Erstellen von VNET und Erstellen und Konfigurieren eines vorkonfigurierten NSG

  1. Erstellen Sie ein VNET, und erstellen Sie dann Master- und Worker-Subnetze darin.

  2. Erstellen Sie vorkonfigurierte NSGs mit Standardregeln (oder gar keine Regeln), und fügen Sie sie an die Master- und Worker-Subnetze an.

Erstellen eines ARO-Clusters und vorkonfigurierte NSGs aktualisieren

  1. Erstellen Sie den Cluster.

    az aro create \
--resource-group BASE_RESOURCE_GROUP_NAME \
--name CLUSTER_NAME \
--vnet VNET_NAME \
--master-subnet MASTER_SUBNET_NAME \
--worker-subnet WORKER_SUBNET_NAME \
--client-id CLUSTER_SERVICE_PRINCIPAL_ID \
--client-secret CLUSTER_SERVICE_PRINCIPAL_SECRET \
--enable-preconfigured-nsg

  2. Aktualisieren Sie die vorkonfigurierten NSGs gemäß Ihren Anforderungen mit Regeln, und berücksichtigen Sie dabei auch die in "Funktionen und Einschränkungen" genannten Punkte.
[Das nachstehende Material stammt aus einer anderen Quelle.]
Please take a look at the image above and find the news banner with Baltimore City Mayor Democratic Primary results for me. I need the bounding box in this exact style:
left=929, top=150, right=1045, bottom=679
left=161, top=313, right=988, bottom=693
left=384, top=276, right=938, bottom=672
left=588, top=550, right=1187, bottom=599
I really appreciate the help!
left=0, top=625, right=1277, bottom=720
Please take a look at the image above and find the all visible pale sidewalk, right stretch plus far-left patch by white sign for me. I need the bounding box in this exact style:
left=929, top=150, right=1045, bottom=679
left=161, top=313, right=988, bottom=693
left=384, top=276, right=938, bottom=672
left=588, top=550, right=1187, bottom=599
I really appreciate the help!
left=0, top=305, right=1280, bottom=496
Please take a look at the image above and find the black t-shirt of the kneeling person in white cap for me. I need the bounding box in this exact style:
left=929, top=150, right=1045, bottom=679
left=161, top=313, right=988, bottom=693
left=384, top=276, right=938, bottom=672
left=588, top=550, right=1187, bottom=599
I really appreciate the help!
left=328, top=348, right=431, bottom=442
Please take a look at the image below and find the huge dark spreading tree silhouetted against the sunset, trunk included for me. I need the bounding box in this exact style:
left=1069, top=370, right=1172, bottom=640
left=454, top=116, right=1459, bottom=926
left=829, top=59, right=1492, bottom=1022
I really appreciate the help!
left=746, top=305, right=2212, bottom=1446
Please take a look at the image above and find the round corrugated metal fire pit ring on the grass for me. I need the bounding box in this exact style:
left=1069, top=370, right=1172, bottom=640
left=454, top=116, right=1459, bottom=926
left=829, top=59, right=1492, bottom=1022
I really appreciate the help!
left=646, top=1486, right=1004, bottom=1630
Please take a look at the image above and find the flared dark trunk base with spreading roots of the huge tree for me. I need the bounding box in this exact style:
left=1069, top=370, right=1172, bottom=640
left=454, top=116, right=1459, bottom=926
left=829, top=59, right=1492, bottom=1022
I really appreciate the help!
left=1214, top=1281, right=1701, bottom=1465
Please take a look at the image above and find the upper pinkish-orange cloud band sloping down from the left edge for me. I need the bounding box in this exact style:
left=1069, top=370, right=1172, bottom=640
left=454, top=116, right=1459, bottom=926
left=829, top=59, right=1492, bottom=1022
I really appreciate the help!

    Im folgenden Beispiel wird der öffentliche Load-Balancer des Clusters wie im Screenshot/in der CLI-Ausgabe gezeigt.

    Screenshot des öffentlichen Load Balancers des Clusters, wie in der Ausgabe des Befehls gezeigt. 

    $ oc get svc | grep tools
tools LoadBalancer 172.30.182.7 20.141.176.3 80:30520/TCP 143m
$ $ oc get svc -n openshift-ingress | grep Load
router-default LoadBalancer 172.30.105.218 20.159.139.208 80:31157/TCP,443:31177/TCP 
5d20

    Screenshot mit eingehenden und ausgehenden Sicherheitsregeln.